Ralf Kempken‘s current exhibition Now Screening is at Famous When Dead. In this exhibition Kempken’s explores the eye, cinema images and perception with his amazing hand-cut paper and canvases. By removing thin slices of canvas he can create whole images from subtle variations in the width of the slice. Up close you can see only ribbons of stretched canvas but stand on the other of the gallery and the images are revealed.
There are lots of images of eyes in this exhibition because, as Ralf Kempken explains in his artist statement, this is “an exploration of the process of perception…that all incoming sense perceptions are filtered or screened according to our own individual life experiences.” The cunning play between the screening of perceptions, the cinema screen and Kempken’s canvas screens of vertical stripes further adds to their meaning.
This play on the visual screen allows Kempken to do a little bit more than the usual Pop Art appropriation and translation images into another media. There are many images from the cinema: from Fritz Lang’s Metropolis, Dziga Vertov’s Man with Movie Camera, Luis Bruuel’s The Andalusian Dog along with images of Marylin Monroe and Andy Warhol. A long dissolve from Man with a Movie Camera featuring both the cameraman and the audience forms the image for the largest work in the exhibition. This double image is a display of Kempken’s mastery of his technique.

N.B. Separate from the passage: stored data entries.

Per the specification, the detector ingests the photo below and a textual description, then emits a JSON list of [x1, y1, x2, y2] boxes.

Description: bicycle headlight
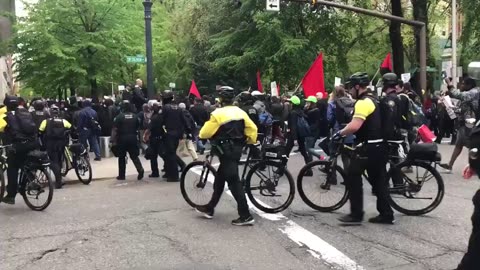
[[469, 148, 479, 160]]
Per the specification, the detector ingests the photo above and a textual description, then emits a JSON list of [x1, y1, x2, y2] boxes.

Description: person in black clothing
[[304, 96, 322, 154], [337, 72, 394, 225], [39, 105, 71, 189], [144, 102, 162, 178], [111, 101, 144, 180], [270, 96, 286, 143], [285, 96, 313, 175], [239, 92, 259, 127], [315, 92, 329, 138], [31, 99, 50, 129], [457, 128, 480, 270], [1, 95, 40, 205], [158, 92, 190, 182], [189, 98, 209, 153]]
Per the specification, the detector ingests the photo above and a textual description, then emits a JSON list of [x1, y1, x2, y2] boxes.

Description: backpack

This is not the first time that I’ve seen Ralf Kempken’s amazing spaghetti stencil technique, it has been shown before at Famous When Dead and at last year’s Melbourne Stencil Festival. For the last two years he has been refining this approach to stenciling and in this latest exhibition he continues to develop his technique. He has moved away from the all black canvas, there are also red and rusted iron finishes to some of his canvases. He has also created double screens with intense optical color effects from the diffusion effects.
There are more works by Ralf Kempken currently in a group exhibition: I’m Here: Stencil + Street Inspired Art at Ochre Gallery in Collingwood. This exhibition has more of Kempken’s spaghetti stencil work along with a few of his earlier aerosol stencil paintings of modern Melbourne buildings.
Also at Famous When Dead, in the small backroom gallery, is an exhibition of photographs by Julie Shiels “Writing in the street”. Street art is an ephemeral art form and by documenting her ephemeral street sculpture pieces with photographs has created something that can be hung in a gallery and enjoyed at home. Using abandoned furniture and cardboard boxes found on the street with the addition of spray painted slogans. The slogans: “I’d rather be somewhere else”, “The last thing”, “All that remains” and “Will you catch me when I fall?” are similar to those of Barbara Kruger or Jenny Holzer with their provocative, truthful, statements to the reader. Julie Shiels in this series of photographs has given a melancholy voice to the detritus of a culture that has been abandoned on the street.